Facebook scores record 1 billion interactions for World Cup

With 1 billion posts, likes and comments in just the first half of the World Cup, the football tournament is already the most talked-about event in Facebook Inc's decade-long history, data obtained by Reuters showed.

The football conversation measured between June 12 and June 29 involved 220 million people and 1 billion interactions, the Facebook data showed. And since the ball will be rolling for another two weeks, the tournament is set to break new records as the biggest social media event to date.

"People are having conversations on Facebook about what they watch in a really unprecedented scale," Nick Grudin, the company's director of partnerships, told Reuters.

"In addition to sharing and connecting with friends, people are engaging in real time with the media and the public voices they care about most."

Facebook is the latest social media company to capitalise on TV-related traffic around big events like the World Cup, a trend started years ago by the microblog website Twitter Inc.

People use Facebook to comment about things they watch live, an interaction that could turn into a source of ad revenue for the company.

Facebook's record numbers were possible because of widespread mobile penetration. Seven out of 10 users globally connect to the network from mobile devices, which represent roughly 60 per cent of the company's ad revenue.
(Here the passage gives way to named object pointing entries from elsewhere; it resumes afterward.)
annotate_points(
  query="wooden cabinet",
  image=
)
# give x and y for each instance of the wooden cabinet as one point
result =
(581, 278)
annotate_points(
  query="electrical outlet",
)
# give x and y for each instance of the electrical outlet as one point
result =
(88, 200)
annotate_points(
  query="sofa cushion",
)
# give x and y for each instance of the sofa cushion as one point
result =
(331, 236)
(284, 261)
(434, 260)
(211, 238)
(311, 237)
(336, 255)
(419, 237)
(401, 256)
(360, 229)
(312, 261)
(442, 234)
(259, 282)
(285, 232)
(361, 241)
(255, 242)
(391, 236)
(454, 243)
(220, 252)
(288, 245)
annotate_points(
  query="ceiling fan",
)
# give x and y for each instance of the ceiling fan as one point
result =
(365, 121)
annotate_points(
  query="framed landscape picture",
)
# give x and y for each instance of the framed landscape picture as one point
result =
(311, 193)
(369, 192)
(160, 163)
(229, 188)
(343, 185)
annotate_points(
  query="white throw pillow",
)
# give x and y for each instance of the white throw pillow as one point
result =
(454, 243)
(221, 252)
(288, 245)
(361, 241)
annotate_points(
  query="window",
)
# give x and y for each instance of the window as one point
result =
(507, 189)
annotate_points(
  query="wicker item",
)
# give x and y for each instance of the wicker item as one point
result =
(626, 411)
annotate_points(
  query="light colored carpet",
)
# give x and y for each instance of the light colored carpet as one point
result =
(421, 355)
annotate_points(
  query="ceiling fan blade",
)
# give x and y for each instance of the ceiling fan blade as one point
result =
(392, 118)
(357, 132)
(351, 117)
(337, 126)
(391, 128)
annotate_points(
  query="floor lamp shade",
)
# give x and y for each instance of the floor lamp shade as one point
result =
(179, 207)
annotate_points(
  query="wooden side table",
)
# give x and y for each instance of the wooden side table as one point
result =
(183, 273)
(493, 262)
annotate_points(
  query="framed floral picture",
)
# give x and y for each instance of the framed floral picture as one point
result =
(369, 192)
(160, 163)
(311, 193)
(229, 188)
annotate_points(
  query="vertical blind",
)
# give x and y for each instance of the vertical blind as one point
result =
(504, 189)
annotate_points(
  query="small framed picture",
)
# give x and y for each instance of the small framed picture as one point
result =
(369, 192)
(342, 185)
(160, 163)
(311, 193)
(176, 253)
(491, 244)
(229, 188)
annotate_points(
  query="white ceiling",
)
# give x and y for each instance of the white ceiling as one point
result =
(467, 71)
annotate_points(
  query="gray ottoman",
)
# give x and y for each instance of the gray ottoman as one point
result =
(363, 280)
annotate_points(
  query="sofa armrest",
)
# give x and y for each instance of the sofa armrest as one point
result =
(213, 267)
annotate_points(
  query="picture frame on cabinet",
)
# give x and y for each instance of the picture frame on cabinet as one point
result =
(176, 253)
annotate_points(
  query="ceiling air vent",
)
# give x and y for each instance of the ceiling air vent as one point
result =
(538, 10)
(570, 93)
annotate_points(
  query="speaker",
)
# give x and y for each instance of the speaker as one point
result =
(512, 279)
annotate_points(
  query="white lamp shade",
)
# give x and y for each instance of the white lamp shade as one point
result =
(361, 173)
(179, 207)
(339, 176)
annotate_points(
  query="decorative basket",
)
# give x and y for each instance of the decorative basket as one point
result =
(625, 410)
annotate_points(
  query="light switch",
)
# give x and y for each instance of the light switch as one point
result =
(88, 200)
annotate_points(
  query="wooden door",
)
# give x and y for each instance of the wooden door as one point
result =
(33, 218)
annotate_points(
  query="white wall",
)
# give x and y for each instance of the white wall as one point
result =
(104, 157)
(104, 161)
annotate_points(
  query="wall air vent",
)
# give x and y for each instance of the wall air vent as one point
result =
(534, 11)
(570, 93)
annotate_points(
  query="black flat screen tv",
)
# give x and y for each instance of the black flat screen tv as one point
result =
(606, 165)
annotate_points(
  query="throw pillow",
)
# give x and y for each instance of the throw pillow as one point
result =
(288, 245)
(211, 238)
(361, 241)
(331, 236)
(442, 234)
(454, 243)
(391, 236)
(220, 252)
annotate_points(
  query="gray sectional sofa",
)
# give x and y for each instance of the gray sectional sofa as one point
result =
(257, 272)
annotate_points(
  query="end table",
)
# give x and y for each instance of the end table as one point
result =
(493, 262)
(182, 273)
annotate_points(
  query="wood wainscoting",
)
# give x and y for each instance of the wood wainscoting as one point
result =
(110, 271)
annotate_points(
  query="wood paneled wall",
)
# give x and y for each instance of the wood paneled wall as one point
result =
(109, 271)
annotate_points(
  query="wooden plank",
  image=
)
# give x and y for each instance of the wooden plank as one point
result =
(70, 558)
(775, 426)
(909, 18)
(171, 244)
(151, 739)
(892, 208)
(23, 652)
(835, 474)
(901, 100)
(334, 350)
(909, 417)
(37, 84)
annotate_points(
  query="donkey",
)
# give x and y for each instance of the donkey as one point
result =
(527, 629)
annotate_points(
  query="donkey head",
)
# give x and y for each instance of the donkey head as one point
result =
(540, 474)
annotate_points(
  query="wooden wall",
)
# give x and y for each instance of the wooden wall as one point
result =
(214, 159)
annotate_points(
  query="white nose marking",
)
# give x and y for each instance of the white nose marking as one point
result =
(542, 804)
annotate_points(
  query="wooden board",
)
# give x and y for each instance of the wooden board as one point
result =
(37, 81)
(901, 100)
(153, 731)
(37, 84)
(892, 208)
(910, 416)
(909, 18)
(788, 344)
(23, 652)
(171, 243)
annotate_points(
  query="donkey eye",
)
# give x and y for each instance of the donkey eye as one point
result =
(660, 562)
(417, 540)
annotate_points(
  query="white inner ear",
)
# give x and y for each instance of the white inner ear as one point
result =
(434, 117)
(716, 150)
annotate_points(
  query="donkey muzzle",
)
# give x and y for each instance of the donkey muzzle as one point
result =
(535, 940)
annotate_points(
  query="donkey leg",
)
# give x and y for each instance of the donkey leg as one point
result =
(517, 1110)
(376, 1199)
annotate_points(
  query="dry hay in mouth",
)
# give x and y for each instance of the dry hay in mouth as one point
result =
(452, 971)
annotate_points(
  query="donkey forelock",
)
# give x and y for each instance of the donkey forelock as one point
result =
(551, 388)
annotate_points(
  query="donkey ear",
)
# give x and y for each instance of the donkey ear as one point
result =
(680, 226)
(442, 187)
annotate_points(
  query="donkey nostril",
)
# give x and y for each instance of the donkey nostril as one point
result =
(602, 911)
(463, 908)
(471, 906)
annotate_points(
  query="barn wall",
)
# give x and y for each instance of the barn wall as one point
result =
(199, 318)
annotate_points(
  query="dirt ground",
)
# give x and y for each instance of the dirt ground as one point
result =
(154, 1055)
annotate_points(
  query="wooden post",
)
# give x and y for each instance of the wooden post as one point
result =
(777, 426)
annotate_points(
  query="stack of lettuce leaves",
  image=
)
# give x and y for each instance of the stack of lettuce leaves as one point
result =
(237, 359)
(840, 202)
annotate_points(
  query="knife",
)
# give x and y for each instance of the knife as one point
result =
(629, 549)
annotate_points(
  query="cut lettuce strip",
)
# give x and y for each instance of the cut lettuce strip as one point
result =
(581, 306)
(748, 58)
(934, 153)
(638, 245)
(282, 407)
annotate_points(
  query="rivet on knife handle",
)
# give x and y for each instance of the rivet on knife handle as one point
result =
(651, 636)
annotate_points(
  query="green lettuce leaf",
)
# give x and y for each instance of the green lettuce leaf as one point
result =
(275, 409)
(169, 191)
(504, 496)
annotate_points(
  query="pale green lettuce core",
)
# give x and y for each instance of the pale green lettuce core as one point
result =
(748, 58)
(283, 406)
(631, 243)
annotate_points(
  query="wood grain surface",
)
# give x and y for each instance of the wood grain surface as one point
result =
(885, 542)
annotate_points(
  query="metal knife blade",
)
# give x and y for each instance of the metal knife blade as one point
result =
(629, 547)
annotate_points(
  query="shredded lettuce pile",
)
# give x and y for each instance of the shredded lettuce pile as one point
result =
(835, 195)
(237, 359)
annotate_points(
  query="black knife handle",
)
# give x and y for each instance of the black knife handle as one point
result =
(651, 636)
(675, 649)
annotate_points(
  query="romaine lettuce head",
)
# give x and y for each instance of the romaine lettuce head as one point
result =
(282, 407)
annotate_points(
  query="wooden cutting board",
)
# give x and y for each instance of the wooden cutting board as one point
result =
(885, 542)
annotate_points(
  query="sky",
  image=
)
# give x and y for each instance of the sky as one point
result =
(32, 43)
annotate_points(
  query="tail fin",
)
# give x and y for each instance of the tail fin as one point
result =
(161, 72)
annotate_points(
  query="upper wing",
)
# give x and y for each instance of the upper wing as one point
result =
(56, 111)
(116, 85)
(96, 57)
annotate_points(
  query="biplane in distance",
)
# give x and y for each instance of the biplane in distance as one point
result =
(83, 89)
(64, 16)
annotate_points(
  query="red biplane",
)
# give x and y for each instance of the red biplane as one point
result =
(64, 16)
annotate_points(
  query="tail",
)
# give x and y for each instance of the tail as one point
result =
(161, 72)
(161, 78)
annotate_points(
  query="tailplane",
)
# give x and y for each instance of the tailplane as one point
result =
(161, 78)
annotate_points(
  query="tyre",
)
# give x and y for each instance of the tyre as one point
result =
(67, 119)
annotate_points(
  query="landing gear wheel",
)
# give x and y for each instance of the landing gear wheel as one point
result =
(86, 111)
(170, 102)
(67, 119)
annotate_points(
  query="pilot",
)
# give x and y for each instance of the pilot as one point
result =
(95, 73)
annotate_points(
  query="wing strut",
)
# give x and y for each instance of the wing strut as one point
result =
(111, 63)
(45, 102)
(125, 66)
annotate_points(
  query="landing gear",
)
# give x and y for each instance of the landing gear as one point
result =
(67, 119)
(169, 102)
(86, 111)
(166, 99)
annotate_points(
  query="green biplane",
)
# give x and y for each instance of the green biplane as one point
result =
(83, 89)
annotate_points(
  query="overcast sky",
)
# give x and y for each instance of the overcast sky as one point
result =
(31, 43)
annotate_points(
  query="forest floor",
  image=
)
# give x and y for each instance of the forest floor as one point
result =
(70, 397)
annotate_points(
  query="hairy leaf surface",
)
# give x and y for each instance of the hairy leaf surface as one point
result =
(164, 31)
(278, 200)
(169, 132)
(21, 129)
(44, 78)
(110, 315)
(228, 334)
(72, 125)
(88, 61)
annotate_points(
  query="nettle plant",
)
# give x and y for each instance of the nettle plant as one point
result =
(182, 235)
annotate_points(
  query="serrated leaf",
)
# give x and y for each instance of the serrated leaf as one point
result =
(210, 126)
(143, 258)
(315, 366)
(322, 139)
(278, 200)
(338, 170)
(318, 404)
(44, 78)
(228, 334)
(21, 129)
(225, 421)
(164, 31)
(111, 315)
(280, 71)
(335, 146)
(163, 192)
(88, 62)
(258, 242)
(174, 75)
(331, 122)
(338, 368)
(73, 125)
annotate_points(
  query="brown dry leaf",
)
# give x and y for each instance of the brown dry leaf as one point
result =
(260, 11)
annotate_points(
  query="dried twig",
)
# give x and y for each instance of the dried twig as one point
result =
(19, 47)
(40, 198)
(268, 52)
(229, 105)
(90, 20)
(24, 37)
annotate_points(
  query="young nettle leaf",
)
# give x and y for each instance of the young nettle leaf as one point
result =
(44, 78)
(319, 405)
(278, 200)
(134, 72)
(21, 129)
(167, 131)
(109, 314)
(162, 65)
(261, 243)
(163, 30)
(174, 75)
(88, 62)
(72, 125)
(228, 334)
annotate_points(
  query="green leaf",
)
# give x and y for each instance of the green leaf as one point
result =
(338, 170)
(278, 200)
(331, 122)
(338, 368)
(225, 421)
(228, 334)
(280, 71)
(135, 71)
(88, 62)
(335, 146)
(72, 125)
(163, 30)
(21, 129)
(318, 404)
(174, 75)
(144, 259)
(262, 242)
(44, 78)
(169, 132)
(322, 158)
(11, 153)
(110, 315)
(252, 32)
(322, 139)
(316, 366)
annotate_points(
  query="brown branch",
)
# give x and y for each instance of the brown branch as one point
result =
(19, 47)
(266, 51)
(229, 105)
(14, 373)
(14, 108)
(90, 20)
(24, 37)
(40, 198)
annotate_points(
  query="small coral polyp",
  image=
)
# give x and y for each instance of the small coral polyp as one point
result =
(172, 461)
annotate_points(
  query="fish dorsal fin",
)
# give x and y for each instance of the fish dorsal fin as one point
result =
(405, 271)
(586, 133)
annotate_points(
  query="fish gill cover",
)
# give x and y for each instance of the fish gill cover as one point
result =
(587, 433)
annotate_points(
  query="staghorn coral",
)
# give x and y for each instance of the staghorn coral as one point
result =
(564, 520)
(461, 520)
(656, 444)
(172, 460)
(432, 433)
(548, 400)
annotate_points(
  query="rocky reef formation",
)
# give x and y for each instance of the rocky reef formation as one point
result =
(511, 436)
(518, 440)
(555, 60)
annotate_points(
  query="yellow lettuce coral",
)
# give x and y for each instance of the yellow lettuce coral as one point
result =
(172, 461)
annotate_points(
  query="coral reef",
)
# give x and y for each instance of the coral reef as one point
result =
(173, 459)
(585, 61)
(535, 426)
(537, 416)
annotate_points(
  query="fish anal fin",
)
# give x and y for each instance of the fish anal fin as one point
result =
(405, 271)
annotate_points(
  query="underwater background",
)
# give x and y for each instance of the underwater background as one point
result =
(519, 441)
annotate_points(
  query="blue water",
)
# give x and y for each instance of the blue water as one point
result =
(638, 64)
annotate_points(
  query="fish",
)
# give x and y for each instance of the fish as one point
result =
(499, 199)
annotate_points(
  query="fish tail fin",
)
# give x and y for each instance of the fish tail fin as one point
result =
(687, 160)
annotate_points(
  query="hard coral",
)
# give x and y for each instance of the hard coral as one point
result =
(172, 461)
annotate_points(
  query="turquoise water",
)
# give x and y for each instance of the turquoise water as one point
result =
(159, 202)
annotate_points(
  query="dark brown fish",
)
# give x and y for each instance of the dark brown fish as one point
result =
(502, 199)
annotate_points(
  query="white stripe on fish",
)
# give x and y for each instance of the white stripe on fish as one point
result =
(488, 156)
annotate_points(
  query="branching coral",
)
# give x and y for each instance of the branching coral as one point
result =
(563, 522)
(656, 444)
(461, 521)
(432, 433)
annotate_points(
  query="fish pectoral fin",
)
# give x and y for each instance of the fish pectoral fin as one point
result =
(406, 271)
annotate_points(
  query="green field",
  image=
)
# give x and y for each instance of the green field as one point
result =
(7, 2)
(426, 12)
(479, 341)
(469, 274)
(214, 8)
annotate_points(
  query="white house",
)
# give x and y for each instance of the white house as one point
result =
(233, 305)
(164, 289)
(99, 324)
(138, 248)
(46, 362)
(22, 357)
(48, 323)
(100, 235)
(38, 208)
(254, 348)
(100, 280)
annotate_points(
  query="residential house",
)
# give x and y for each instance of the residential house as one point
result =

There is also football's global appeal. The first week of the World Cup alone saw 459 million interactions on Facebook, more than this year's Super Bowl, the Sochi Winter Olympic Games and the Academy Awards combined.

The 1 billion mark was reached after traffic accelerated as the World Cup moved into the knockout round. On Saturday, more than 31 million people put up 75 million posts, likes and comments about Brazil's nail-biting victory over Chile, which propelled the home team to the quarter-finals.